Antifungal susceptibility and checkerboard assay
Drug susceptibility testing is carried out to determine the minimum inhibitory concentrations (MICs) of AMB (8–0.06 µg/mL) and HIV-PIs (128-1 µg/mL) using a broth microdilution protocol modified from the Clinical and Laboratory Standards Institute M-27A methods [28]. Briefly, HIV-PIs at 128 µg/mL and AMB (positive control) at 8 µg/mL were added to the first row of a 96-well plate, followed by twofold serial dilution. DMSO was included as a negative control. Each well contained 100 µL of RPMI medium and a final cell density of 10³ CFU/mL. The plate was then incubated at 35°C for 24 hours. After incubation, the MICs of the drugs were determined visually. The combined effect of AMB with HIV protease inhibitors was evaluated against C. auris isolates via checkerboard assay [29–31]. The synergistic interaction of the combination was determined based on the value of the fractional inhibitory concentration index (FICI). FIC values ≤0.5 indicate a synergistic effect, 0.5 < FIC < 2 an additive effect and 1 < FIC < 4 an antagonistic effect [32].
Time-kill assay
The time-kill curve was determined as previously described [33,34]. The inoculum of C. auris AR0390 was adjusted to ~1 × 104 CFU/mL in RPMI-1640 medium and treated with HIV-PIs (16 μg/mL), AMB (0.5 μg/mL), or a combination of both. Untreated C. auris cells were used as the drug-free control. The suspensions were incubated in 96-well plates at 35°C. Aliquots of 100 μL were withdrawn, at predetermined time points (0, 6, 12, 24, 30, 36 and 48 hours), diluted in PBS and plated on YPD agar and incubated at 35°C for 24 hours for CFU determination.
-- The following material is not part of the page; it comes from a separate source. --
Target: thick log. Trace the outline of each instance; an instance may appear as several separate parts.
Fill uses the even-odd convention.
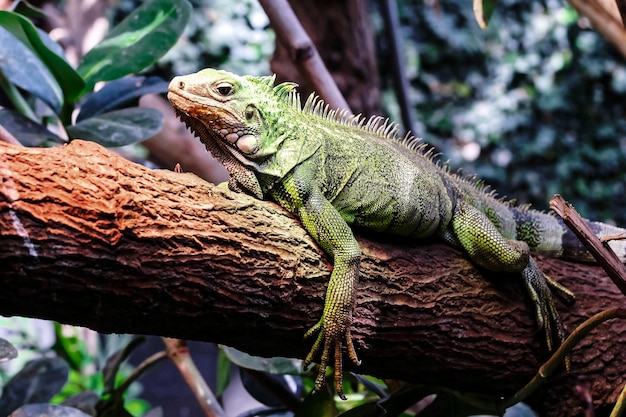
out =
[[[52,149],[0,143],[0,178],[0,314],[264,356],[302,358],[309,349],[302,335],[321,314],[331,265],[275,204],[83,141]],[[485,274],[441,244],[359,241],[353,336],[362,365],[353,370],[506,395],[546,359],[519,279]],[[569,330],[624,304],[597,267],[540,265],[578,296],[572,307],[557,300]],[[573,393],[578,378],[596,405],[615,401],[625,342],[626,323],[594,330],[574,350],[571,373],[535,402],[548,415],[573,415],[582,404]]]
Examination of C. albicans yeast-to-hyphae inhibition
The impact of HIV-PIs in combination with AMB on hyphae formation of the C. albicans SC5314 was assessed as previously described [20]. Cells were exposed to either HIV-PIs (16 µg/mL), AMB (0.06μg/mL, 0.125 × MIC) or a combination of both and diluted in RPMI 1640 medium at a concentration of 1 × 105 CFU/mL. The cultures were incubated at 35 ºC for four hours. Afterwards, media was removed, and Candida cells were stained with crystal violet for 30 minutes. Then, cells were washed with PBS. The morphology of the cells and its hyphal development were examined, and images were captured using Olympus BX41 microscope.
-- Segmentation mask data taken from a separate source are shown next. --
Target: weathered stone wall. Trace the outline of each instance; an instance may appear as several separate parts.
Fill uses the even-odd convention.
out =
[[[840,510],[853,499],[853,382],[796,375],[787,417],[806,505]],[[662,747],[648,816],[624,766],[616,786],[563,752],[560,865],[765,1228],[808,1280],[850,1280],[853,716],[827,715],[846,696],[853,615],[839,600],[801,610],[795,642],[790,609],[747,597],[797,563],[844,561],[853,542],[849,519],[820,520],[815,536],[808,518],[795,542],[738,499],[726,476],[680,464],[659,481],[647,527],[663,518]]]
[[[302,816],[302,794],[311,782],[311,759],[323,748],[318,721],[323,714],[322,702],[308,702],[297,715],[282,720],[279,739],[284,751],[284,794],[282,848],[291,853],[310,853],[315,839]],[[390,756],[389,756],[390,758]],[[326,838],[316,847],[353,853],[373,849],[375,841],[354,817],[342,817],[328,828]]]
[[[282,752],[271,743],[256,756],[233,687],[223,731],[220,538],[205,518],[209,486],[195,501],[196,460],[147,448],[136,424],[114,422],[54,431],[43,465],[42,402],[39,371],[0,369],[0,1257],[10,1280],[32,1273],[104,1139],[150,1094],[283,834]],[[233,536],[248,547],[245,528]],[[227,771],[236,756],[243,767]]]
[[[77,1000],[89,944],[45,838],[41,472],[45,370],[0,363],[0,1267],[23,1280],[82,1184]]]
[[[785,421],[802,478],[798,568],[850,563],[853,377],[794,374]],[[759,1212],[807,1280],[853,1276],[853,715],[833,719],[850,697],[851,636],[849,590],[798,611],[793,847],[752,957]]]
Biofilm inhibition using crystal violet assay
The effect of the HIV-PIs in preventing biofilm formation was evaluated as reported previously [21,35]. Briefly, HIV-PIs (16 μg/ml) and AMB (0.06 μg/ml), diluted in RPMI 1640 medium, were added to 96-well plates containing ~106 CFU/ml of C. auris AR0390 cells, and the plates were incubated at 35°C for 24 hours. Adherent biofilms were stained for 30 min with 100 μl of 0.1% (wt/vol) crystal violet. After crystal violet was removed, they were washed 3 times with 200 μl of distilled water and the plates were allowed to dry. The resultant biofilm biomasses were quantified by dissolving the crystal violet-stained biofilms in 100 μl of 70% ethanol before recording absorbance values (OD600).
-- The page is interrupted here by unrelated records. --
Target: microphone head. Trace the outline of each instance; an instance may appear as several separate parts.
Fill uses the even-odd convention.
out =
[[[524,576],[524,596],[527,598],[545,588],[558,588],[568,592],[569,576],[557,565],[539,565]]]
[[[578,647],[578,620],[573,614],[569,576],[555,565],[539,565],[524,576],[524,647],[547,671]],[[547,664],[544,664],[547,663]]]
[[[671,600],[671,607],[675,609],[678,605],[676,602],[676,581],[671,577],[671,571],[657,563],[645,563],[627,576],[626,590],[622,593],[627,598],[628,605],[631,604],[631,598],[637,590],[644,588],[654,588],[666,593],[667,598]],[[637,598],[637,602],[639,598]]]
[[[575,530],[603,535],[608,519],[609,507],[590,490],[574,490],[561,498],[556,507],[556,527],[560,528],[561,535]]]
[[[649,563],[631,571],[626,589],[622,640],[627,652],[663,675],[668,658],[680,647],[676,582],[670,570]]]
Caenorhabditis elegans (C. elegans) infection model
We used the C. elegans infection model to examine the HIV-PIs’ ability to enhance the antifungal action of AMB in vivo [36,37]. In brief, synchronized worms [strain AU37 genotype (glp-4(bn2) I; sek-1(km4) X)] in L4 phase were infected with 1 × 106 CFU/ml C. auris AR0390 for 3 hours at room temperature. To eliminate non-ingested yeast cells, infected nematodes were washed with PBS five times. Next, the infected nematodes were treated with DMSO (1.6%), HIV-PIs (LPV, RTV, ATV, or SQV) (16 μg/ml), AMB (0.5 μg/ml), or a combination of both. Worms were treated and incubated at 25 °C for 24 hours before being examined microscopically for vitality. Worms were then vigorously vortexed with silicon carbide beads for at least 15 minutes to release the ingested C. auris cells. After serial dilution, the C. elegans homogenates were plated onto YPD agar plates containing gentamicin (100 μg/ml). CFU per worm were obtained on YPD agar after 24 hours of incubation at 35°C.
Results
Screening of HIV protease inhibitors against C. auris
We tested the activity of nine HIV-PIs individually and with sub-inhibitory concentration of AMB at 0.25 × MIC (0.5 μg/ml). The results revealed that a significant reduction in the MICs of several HIV-PIs when combined with AMB, suggesting a synergistic interaction between the HIV-PIs and AMB (Table 1). Among the tested HIV-PIs, ATV, SQV, LPV, and RTV are the most potent co-drugs that restore the activity of AMB against C. auris with MICs ranging between 0.5–1 μg/mL. These findings underscore the potential of HIV-PIs to restore or enhance the antifungal activity of AMB against drug-resistant C. auris strains.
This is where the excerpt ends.